Hopkins sustained a severe compound fracture to her femur but remained conscious, she said.
She was taken to a nearby hospital and treated before being transported to a military hospital in Germany. Doctors installed a fixation to hold her femur in place and later implanted a rod to hold it together.
Hopkins returned home less than a week later and began her recovery through a Warrior Transition Unit, units assisting soldiers through physical training. She returned to her family’s home in Ohio where she reported to an armory.
She is now back at work full-time for the Air National Guard, making sure those who enlist in West Virginia have their medical and dental checks up to date.
“I wouldn’t say I’m a 100 percent now,” she said. “I had a limp for a long time. I can walk fine and run on the treadmill for a period of time. Some days I can run one mile and a half and other days, one mile before the pain starts to bother me,” she said.
She is working toward her bachelors degree in nursing from West Virginia University.
The medal
Hopkins said she was attending a ceremony in Wheeling last month for National Guard members returning from Kosovo when she got a call from Maj. Kevin Hazuka.
Hazuka asked Hopkins to meet him in Charleston to discuss work-related things.
She said she had no idea that she was receiving the Bronze Star when she got to the office of James A. Hoyer, Adjutant General of West Virginia.
“I was completely surprised,” she said.
Hazuka nominated Hopkins for the medal because of her bravery in evacuating the injured soldiers in July. She also was fearless as she performed one of the most dangerous missions, a hoist mission, to evacuate at Sgt. Weikert.

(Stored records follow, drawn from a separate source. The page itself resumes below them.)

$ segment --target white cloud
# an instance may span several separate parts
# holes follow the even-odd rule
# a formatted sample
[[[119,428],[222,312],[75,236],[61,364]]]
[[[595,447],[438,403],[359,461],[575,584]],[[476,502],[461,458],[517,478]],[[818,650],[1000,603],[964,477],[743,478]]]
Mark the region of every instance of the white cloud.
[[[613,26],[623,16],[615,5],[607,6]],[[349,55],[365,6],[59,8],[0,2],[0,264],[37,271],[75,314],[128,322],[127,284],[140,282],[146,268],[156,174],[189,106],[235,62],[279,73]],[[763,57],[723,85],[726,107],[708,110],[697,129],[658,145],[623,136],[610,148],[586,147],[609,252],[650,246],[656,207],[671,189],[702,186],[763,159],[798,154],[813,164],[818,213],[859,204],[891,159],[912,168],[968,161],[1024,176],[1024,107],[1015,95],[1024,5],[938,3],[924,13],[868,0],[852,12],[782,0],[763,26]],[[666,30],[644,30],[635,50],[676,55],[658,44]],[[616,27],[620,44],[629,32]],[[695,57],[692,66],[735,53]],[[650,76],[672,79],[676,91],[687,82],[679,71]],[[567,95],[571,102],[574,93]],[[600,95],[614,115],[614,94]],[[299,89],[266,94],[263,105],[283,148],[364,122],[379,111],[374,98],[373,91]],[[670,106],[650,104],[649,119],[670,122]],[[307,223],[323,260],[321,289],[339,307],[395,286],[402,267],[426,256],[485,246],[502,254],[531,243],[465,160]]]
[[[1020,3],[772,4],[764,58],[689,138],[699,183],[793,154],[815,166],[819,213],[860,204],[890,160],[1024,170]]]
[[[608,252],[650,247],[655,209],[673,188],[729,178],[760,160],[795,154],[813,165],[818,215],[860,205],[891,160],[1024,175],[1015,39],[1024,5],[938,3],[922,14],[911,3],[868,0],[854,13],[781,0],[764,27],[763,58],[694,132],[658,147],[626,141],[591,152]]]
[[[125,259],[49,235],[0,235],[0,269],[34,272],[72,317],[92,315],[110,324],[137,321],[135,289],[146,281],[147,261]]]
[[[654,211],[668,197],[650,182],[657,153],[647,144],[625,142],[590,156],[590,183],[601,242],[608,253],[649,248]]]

“She didn’t even think twice about jumping out over that minefield,” Hazuka said.
Those types of missions are also dangerous because medical aircraft are sitting targets with big red crosses on them, he said.
Hopkins said with the medal, she wants to remind people about soldiers - such as Sgt. Weikert - who died defending our country.
“I downplay anything wrong with me. [My injury] was nothing,” she said. “I was not dead and I was going to get to come home. I think those who died, they don’t get the recognition.”
Hopkins enlisted in the Navy in 1994. She was on active duty for three years before entering the Army Reserves.
She was deployed to Iraq from 2005 to early 2006. When she returned home, she enlisted in the state’s Air National Guard Reserves.
Staff Sgt. Nicole Hopkins, a flight medic with the W. Va. Air National Guard, was presented a Bronze Star with Valor last month for her bravery during rescue missions in Afghanistan. On July 17, 2010, Hopkins risked her life when she was lowered from an aircraft over a minefield to treat and evacuate injured soldiers.